Lord of my life, because of Christ I can approach you with freedom and faith, knowing that you who are slow to anger and abounding in steadfast love have called me “daughter” and “friend.” With gratitude in my heart, I acknowledge your goodness and your God-ness—that you alone are God, and there is no other. As I read from your word today, align my ways with your ways and tune my heart to sing your praise.
We’ll finish Mark 11 today by reading verses 27-33:
And they came again to Jerusalem. And as he was walking in the temple, the chief priests and the scribes and the elders came to him, and they said to him, “By what authority are you doing these things, or who gave you this authority to do them?” Jesus said to them, “I will ask you one question; answer me, and I will tell you by what authority I do these things. Was the baptism of John from heaven or from man? Answer me.” And they discussed it with one another, saying, “If we say, ‘From heaven,’ he will say, ‘Why then did you not believe him?’ But shall we say, ‘From man’?”-they were afraid of the people, for they all held that John really was a prophet. So they answered Jesus, “We do not know.” And Jesus said to them, “Neither will I tell you by what authority I do these things.”
Do you struggle with feeling like you constantly need to explain yourself?
I do. In fact, during a conversation recently with some friends, when I was being particularly transparent, I acknowledged that I feel a tremendous need to be understood, and when I am misunderstood, I have a tendency to go overboard trying to explain myself. A recent example was just last week, when I was traveling in India. Because of a series of innocent/ignorant errors on my part, I arrived for an overbooked flight after all of the seats had been assigned. I was technically still “on time,” but not early enough to have a seat. Several of the airline employees lectured me about arriving for a flight early, even though was, in fact, within the time frame given by the airline as being “on time.” I felt defensive and it was very frustrating that I felt misunderstood and accused, when I had followed the rules and tried to do everything “right.”
In this passage, we see the religious leaders once again putting Jesus on the spot, demanding an explanation. Not only that, but in their demand, they actually don’t expect him to have a very good one. So there is the added component of accusation. By asking the question, “Who gave you this authority,” they are essentially implying that no one gave him authority, but that he is claiming it for himself.
Jesus faced tremendous injustice. Here he was, the most righteous one, being accused by some of the most unrighteous ones. He who spent his life serving, healing, and loving, accused by those who spent their lives seeking to be served, heaping burdens on people which they could not bear, and condemning. He was being treated unfairly here, and this was just a small taste of what would soon follow, as their indignation increased and his threat to their religious racket gained momentum.

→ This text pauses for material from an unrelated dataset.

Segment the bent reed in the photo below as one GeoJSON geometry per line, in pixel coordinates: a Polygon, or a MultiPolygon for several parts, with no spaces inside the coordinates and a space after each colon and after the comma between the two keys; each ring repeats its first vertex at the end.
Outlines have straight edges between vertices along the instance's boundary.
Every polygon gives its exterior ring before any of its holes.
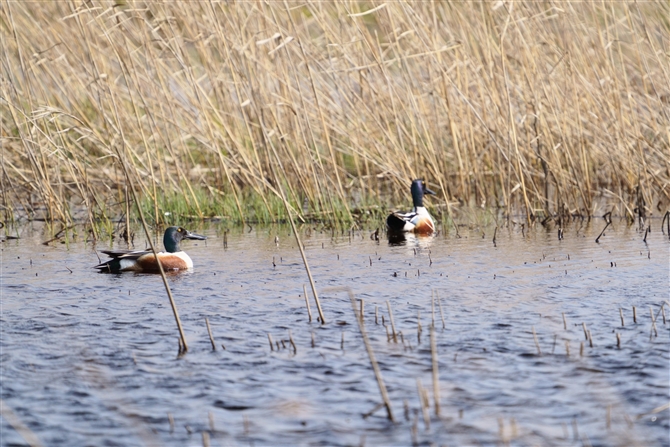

Yet Jesus did not defend or explain himself. Instead, he asked a question which would expose their hearts and motivations: one answer would hold them accountable to God, the other would hold them accountable to people. In a beautiful “win,” Jesus stood firm in the total security of knowing his identity and trusting his Father. He did not win their support, of course, and we must know that we will not always win people over either. But he left the ball in their court, and they could have chosen the right answer. However, fear of man’s opinion and pride in their own status prevented them from doing so.
We have opportunities to do this every day. From small misunderstandings to genuine unjust accusations, we have the opportunity to identify with Christ by responding to accusations with wisdom and confidence. Are you facing someone who accuses or demands an explanation of you? Perhaps Christ’s example will influence us to remember who we are because of Christ and to trust that all things are in God the Father’s hands.